In QEMU decoding for instruction execution, and decoding for disassembly is slightly different and requires two separate functions to be provided per instruction. These extra functions are generated with `scripts/udb-to-trans.py`.
Lastly, some glue code needs to be generated to interface with the existing disassembler and fill out formatting information, this is generated by `scripts/udb-to-disas.py`.
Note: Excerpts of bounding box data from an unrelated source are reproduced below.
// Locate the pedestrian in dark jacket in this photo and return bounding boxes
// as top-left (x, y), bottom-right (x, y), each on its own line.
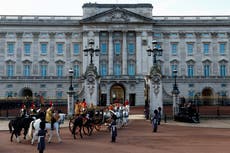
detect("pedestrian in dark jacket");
top-left (110, 120), bottom-right (117, 142)
top-left (158, 107), bottom-right (161, 125)
top-left (37, 121), bottom-right (46, 153)
top-left (152, 109), bottom-right (158, 132)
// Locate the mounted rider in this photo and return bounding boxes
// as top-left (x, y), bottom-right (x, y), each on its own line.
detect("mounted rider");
top-left (74, 99), bottom-right (81, 117)
top-left (80, 99), bottom-right (87, 115)
top-left (30, 102), bottom-right (37, 116)
top-left (45, 101), bottom-right (54, 130)
top-left (19, 103), bottom-right (28, 118)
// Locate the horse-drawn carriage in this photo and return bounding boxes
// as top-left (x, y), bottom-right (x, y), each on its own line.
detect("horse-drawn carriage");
top-left (69, 107), bottom-right (129, 139)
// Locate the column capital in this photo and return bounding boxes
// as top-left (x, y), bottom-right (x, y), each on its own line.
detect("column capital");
top-left (0, 32), bottom-right (7, 38)
top-left (32, 32), bottom-right (40, 39)
top-left (65, 32), bottom-right (73, 38)
top-left (16, 32), bottom-right (23, 38)
top-left (49, 32), bottom-right (56, 38)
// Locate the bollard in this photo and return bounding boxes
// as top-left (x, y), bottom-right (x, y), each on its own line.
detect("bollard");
top-left (164, 114), bottom-right (167, 123)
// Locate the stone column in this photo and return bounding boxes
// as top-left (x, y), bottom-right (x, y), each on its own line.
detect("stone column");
top-left (15, 32), bottom-right (23, 76)
top-left (32, 32), bottom-right (40, 75)
top-left (122, 31), bottom-right (127, 75)
top-left (148, 64), bottom-right (163, 117)
top-left (48, 32), bottom-right (56, 76)
top-left (136, 32), bottom-right (142, 75)
top-left (172, 90), bottom-right (179, 119)
top-left (84, 64), bottom-right (100, 106)
top-left (109, 32), bottom-right (114, 75)
top-left (0, 32), bottom-right (6, 74)
top-left (67, 90), bottom-right (74, 116)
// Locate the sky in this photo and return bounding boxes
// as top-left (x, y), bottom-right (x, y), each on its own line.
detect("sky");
top-left (0, 0), bottom-right (230, 16)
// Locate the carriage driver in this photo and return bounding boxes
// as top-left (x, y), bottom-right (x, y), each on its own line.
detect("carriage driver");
top-left (46, 102), bottom-right (54, 130)
top-left (74, 99), bottom-right (81, 116)
top-left (20, 104), bottom-right (27, 118)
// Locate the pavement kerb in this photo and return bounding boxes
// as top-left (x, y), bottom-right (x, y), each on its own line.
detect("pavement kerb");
top-left (0, 114), bottom-right (230, 131)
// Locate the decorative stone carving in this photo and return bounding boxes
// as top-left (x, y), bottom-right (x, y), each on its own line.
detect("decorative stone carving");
top-left (163, 32), bottom-right (170, 39)
top-left (111, 12), bottom-right (129, 22)
top-left (211, 32), bottom-right (218, 38)
top-left (179, 32), bottom-right (186, 39)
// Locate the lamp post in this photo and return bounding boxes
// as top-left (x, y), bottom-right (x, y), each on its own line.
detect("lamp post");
top-left (216, 92), bottom-right (221, 116)
top-left (173, 69), bottom-right (180, 95)
top-left (146, 40), bottom-right (163, 64)
top-left (195, 92), bottom-right (200, 122)
top-left (146, 40), bottom-right (163, 116)
top-left (69, 68), bottom-right (73, 91)
top-left (67, 68), bottom-right (74, 116)
top-left (172, 69), bottom-right (180, 119)
top-left (83, 39), bottom-right (100, 64)
top-left (83, 39), bottom-right (100, 105)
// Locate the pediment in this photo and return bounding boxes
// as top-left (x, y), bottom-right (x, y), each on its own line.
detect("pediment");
top-left (80, 8), bottom-right (153, 23)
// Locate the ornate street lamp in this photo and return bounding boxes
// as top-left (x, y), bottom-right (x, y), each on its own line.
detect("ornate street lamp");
top-left (83, 39), bottom-right (100, 64)
top-left (146, 40), bottom-right (163, 64)
top-left (173, 69), bottom-right (180, 95)
top-left (69, 68), bottom-right (73, 91)
top-left (172, 69), bottom-right (180, 120)
top-left (67, 68), bottom-right (74, 116)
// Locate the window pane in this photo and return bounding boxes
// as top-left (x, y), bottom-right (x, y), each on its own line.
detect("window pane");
top-left (128, 64), bottom-right (135, 75)
top-left (204, 44), bottom-right (209, 54)
top-left (204, 65), bottom-right (210, 77)
top-left (114, 63), bottom-right (121, 75)
top-left (220, 65), bottom-right (226, 77)
top-left (7, 65), bottom-right (14, 77)
top-left (101, 43), bottom-right (107, 54)
top-left (220, 43), bottom-right (226, 54)
top-left (187, 44), bottom-right (193, 55)
top-left (188, 65), bottom-right (193, 77)
top-left (100, 64), bottom-right (107, 76)
top-left (41, 43), bottom-right (47, 54)
top-left (57, 65), bottom-right (63, 77)
top-left (24, 43), bottom-right (31, 55)
top-left (41, 65), bottom-right (47, 77)
top-left (114, 42), bottom-right (121, 55)
top-left (171, 44), bottom-right (177, 55)
top-left (7, 43), bottom-right (14, 54)
top-left (24, 65), bottom-right (30, 76)
top-left (57, 43), bottom-right (63, 54)
top-left (128, 43), bottom-right (135, 54)
top-left (73, 44), bottom-right (80, 55)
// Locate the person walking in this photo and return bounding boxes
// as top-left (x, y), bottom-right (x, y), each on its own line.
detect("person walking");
top-left (45, 102), bottom-right (54, 130)
top-left (110, 120), bottom-right (117, 142)
top-left (152, 109), bottom-right (158, 132)
top-left (158, 107), bottom-right (161, 125)
top-left (37, 121), bottom-right (46, 153)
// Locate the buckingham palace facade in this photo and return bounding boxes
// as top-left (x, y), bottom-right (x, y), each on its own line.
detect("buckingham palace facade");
top-left (0, 3), bottom-right (230, 106)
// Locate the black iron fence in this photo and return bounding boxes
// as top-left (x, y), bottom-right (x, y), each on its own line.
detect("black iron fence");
top-left (0, 97), bottom-right (67, 117)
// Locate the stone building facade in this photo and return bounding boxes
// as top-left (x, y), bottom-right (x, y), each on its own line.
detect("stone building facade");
top-left (0, 3), bottom-right (230, 105)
### Control and Status Registers (CSRs)
Mapping from UDB CSRs to QEMU CSRs is done by `scripts/udb-to-csr.py` and produces code for defining/accessing CSRs along with extension and privilege mode checks.
### Instruction Tests
The main idea is to rely on the [KLEE](https://klee-se.org/) symbolic execution engine to collect tests for code coverage per-instruction. If dummy-branches are inserted to check for over-/underflow in overloaded operators (`cpp-templates/base-operators.h` with `KLEE_INPUT` and `OP_CHECK_OVERFLOW` defined), KLEE will produce tests covering these branches as well. This is the main procedure used to create edge case tests for arithmetic, load, store, and branching operations.
KLEE requires `LLVM IR` as input, which is generated from `scripts/udb-to-klee.py` to produce `C++` along with `clang++` for `LLVM IR`. Running KLEE on the `LLVM IR` produces tests for coverage, and running these tests produces a `YAML` file of expected inputs/outputs per instruction, which are later used to produce raw binary tests using `scripts/assemble.py` and `C` inline assembly tests using (`scripts/c.py`), the latter requires a toolchain with assembly support to actually use.